Kelli [00:13:54] so they followed through with this in the store. We sell hope as opposed to just selling lipstick.

 

Dave [00:14:00] Yeah, you actually couldn't buy red lipstick, right?

 

Kelli [00:14:03] They didn't name the lipstick colors, actual colors pulling on those emotional strings again. They named their lipsticks. Things like paint the town pink, cherries in the snow, fire and ice, say it with rubies.

 

Dave [00:14:18] I don't want to go out with red lipstick. I want to go out and paint the town pink! Heck, yeah, I mean, that's what I want to do, right? Well, I actually don't know for for a rouge, you

 

Kelli [00:14:28] know, that's a different that's a different

 

Dave [00:14:30] that's an entire and it's an entirely different episode.

 

Dave [00:14:34] So think about what your product or service is really providing is value and how you can create curiosity.

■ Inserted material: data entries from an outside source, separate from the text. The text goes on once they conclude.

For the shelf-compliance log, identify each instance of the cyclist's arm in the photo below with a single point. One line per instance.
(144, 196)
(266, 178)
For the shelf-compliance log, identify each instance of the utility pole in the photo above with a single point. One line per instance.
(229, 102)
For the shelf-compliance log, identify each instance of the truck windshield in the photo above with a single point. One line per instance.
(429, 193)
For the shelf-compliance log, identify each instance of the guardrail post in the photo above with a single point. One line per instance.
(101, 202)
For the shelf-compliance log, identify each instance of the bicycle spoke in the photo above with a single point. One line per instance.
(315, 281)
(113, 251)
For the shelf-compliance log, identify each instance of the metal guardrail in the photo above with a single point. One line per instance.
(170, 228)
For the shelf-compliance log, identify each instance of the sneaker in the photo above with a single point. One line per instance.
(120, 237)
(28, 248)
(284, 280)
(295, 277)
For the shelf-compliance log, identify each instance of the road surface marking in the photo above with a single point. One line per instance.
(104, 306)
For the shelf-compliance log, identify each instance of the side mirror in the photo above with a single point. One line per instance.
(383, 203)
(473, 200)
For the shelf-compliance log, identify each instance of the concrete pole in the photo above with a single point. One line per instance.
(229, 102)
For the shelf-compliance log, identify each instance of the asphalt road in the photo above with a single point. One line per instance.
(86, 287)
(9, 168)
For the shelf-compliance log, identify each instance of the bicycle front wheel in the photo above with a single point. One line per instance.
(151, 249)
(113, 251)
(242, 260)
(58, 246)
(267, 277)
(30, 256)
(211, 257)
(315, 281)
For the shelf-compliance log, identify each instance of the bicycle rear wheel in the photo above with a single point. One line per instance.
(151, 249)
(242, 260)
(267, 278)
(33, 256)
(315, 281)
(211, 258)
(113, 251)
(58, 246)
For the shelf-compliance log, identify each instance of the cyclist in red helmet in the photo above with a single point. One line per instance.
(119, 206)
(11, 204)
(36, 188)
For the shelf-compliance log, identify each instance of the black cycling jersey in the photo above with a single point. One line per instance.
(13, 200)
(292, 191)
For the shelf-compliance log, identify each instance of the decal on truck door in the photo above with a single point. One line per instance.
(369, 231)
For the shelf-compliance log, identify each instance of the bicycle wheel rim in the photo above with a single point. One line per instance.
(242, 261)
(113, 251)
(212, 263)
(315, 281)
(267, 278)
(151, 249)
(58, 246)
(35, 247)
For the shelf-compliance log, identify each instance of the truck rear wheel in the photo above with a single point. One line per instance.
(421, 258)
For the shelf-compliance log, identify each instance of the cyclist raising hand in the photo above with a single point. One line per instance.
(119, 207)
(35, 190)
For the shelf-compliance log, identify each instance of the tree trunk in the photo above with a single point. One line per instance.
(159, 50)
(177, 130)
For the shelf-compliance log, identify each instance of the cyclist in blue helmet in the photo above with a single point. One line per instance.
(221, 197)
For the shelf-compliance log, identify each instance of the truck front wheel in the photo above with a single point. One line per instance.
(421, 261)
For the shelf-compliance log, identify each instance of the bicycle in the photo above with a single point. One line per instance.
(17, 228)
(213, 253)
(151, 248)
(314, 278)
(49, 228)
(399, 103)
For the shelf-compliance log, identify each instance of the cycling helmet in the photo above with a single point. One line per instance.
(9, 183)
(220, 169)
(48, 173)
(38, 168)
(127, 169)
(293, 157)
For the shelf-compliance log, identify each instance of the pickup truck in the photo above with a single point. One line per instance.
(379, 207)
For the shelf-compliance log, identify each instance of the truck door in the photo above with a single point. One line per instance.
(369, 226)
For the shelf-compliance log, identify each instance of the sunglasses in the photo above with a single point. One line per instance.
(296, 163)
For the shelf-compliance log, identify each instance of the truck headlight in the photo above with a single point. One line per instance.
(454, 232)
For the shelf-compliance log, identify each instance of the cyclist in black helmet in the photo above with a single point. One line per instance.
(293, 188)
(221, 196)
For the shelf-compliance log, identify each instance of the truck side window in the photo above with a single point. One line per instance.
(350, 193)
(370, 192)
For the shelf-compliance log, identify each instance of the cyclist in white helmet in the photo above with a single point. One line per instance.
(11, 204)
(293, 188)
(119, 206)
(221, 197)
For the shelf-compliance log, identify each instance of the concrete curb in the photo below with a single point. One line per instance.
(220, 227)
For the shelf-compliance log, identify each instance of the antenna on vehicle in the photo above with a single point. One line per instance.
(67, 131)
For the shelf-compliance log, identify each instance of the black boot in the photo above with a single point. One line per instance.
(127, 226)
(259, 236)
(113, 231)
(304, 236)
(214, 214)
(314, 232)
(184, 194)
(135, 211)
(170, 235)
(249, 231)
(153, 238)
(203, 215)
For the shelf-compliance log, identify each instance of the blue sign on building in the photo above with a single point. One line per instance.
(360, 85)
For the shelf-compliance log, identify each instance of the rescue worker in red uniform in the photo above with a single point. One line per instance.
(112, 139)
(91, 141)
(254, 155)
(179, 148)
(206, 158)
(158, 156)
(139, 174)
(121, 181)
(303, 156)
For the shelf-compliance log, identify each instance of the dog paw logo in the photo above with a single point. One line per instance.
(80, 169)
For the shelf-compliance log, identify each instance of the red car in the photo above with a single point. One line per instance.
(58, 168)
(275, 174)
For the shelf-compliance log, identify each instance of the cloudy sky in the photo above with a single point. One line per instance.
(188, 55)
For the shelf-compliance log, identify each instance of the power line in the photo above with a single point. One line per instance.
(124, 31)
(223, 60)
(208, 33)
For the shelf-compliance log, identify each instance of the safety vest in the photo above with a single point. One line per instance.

And you'll hear that theme a lot when we're talking, creating curiosity to draw potential customers to your product, service or business. So I think it's really, really important to define marketing very simply as creating curiosity in anything that you do. And we've got a podcast that's coming up that we're going to talk all about creating curiosity, but I'll seed you with that. While you think about this and you think about how Revlon and how some of these great advertisers have taken a commodity item and turned it into something special and turned it into something that is profitable. Dig in and try to find something that's not obvious. Try to figure out a way to make lemonade out of lemons

 

Kelli [00:15:24] like the miracle berry

 

Dave [00:15:26] and use the miracle berry as a springboard. Have a flavor tripping party with your marketing team.

 

Kelli [00:15:31] You can have a little fun and you can learn a lot of things as well and kind of brainstorm while while you're enjoying your flavor tripping party,.

 

Dave [00:15:39] It's an ice breaker. It gets people talking, and I've seen positive results coming out of flavor tripping parties for marketing departments. I've watched people change the way they think, and actually what it did was it made them get out of their comfort zone and it allowed them to have the freedom, the personal freedom to not feel afraid to make that wild suggestion.

 

Kelli [00:16:00] And you know, here's the other thing, Dave, what's the chance that the people in the room have done this before have seen this before? It's very unique, and I think it's very engaging

 

Dave [00:16:12] and we're all looking for something new to do anyway when it comes to getting people involved. And here's the good news you don't have to be in the same room to flavor trip. You can flavor trip over Zoom and to make this a little easier on you, go to the show notes at my job. Here is done. RT.com for this episode and in the show notes we'll have some tips on how to do your own flavor, tripping along with an Amazon link to order your miracle berries.

 

Kelli [00:16:35] This is just making it easy for you to have your own flavor tripping party. So what's the takeaway?

 

Dave [00:16:41] Pretty simple. Think about what your product or service is really providing is value, and how you can create curiosity to draw potential customers to that product service or your business.

 

Kelli [00:16:54] Think differently. That's it for today. Share the fun and tell just one friend about us.

 

Dave [00:17:00] Just one. We don't need a lot. We just need one person out there that you think that this program or the series could help just one.

 

Kelli [00:17:08] And check out our website. It's easy. My job here is done. Dot com.

 

Dave [00:17:12] Wait a second. We're not done. Don't go yet.

 

Kelli [00:17:15] It's time for

 

Dave [00:17:17] buzz word bingo. We hate business buzz words as much as anybody else does. And this is the part of the program. How are you wearing overalls? Calm down, girl. This is the part of the program where we take business buzz words and we try to make fun of them. And we try to do it by not using the business buzz word in a business sense, but in a phrase that has absolutely nothing to do with business. This one's for you, Kelli. Practice using drill down in a sentence that has nothing to do with business.

 

Kelli [00:17:52] Dave, I know you're trying to fix stuff around the house, but would you please put that drill down before you hurt yourself?